The Small Spacecraft Technology (SST) program within NASA’s Space Technology Mission Directorate, expands the ability to execute unique missions through rapid development and demonstration of capabilities for small spacecraft applicable to exploration, science and the commercial space sector. Through targeted development and frequent in space testing, the program:

  • Enables execution of missions at much lower cost than previously possible.
  • Substantially reduces the time required for development of spacecraft.
  • Enables new mission architectures through the use of small spacecraft.
  • Expands the reach of small spacecraft to new destinations and challenging new environments.
  • Enables the augmentation of existing assets and future missions with supporting small spacecraft.

Small Spacecraft Technology Missions

A microwave oven–sized CubeSat weighing just 55 pounds will serve as the first spacecraft to test a unique, elliptical lunar orbit as part of NASA’s CAPSTONE mission. As a precursor for Gateway, a Moon-orbiting outpost that is part of NASA’s Artemis program, CAPSTONE will help reduce risk for future spacecraft by validating innovative navigation technologies and verifying the dynamics of this halo-shaped orbit. CAPSTONE is expected to launch in May 2022.

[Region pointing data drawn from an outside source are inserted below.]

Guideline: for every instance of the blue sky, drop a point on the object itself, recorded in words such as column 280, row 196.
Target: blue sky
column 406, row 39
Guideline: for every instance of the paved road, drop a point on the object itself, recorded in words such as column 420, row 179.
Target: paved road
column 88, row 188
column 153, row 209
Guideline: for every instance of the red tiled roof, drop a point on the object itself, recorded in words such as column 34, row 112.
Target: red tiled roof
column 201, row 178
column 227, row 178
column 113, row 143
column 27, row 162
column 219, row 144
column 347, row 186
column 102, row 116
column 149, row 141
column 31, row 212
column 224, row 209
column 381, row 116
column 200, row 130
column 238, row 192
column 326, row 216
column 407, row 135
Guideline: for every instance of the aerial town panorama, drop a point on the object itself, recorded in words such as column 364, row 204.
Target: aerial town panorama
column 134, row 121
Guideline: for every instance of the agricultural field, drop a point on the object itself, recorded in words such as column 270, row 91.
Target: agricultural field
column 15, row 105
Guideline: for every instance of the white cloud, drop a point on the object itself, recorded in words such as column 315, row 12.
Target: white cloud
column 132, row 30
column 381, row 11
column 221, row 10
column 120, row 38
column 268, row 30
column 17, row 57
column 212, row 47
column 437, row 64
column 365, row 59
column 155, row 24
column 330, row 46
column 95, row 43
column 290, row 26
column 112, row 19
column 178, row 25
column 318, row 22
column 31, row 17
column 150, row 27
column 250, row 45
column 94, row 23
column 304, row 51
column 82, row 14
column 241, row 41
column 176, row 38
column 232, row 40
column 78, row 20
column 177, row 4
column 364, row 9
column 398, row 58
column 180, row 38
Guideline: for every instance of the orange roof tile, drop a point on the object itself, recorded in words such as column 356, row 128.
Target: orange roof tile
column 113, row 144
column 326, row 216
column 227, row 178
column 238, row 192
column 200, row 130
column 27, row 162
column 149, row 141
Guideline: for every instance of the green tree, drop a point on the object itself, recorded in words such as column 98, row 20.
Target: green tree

The CPOD mission will demonstrate rendezvous, proximity operations and docking (RPOD) using two CubeSats. This flight demonstration will validate and characterize many new miniature low-power proximity operations technologies applicable to future missions. The two CPOD satellites are anticipated for a mid-2022 launch to low-Earth orbit.

NASA’s Starling mission is advancing the readiness of various technologies for cooperative groups of spacecraft – also known as distributed missions, clusters, or swarms. Starling will demonstrate technologies to enable multipoint science data collection by several small spacecraft flying in swarms. The six-month mission will use four CubeSats in low-Earth orbit to test four technologies that let spacecraft operate in a synchronized manner without resources from the ground. The Starling mission will test whether the technologies work as expected, what their limitations are, and what developments are still needed for CubeSat swarms to be successful. Starling is planned for launch in 2022.

NASA is developing new deployable structures and materials technologies for solar sail propulsion systems destined for future low-cost deep space missions. Just as a sailboat is powered by wind in a sail, solar sails employ the pressure of sunlight for propulsion, eliminating the need for conventional rocket propellant. NASA’s Advanced Composite Solar Sail System, or ACS3, mission uses composite materials – or a combination of materials with different properties, in its novel, lightweight booms that deploy from a CubeSat. The ACS3 mission is expected to launch in late 2022.

New small spacecraft technologies could transform future deep space mission capabilities and bring down mission costs. NASA’s Payload Accelerator for CubeSat Endeavors, or PACE, initiative is finding ways to speed up the process of getting small spacecraft technologies ready for prime time. PACE’s goal is to mature technology payloads, from early-stage proof-of-concept models to flight qualification for an operational space mission, all while shortening technology testing timelines.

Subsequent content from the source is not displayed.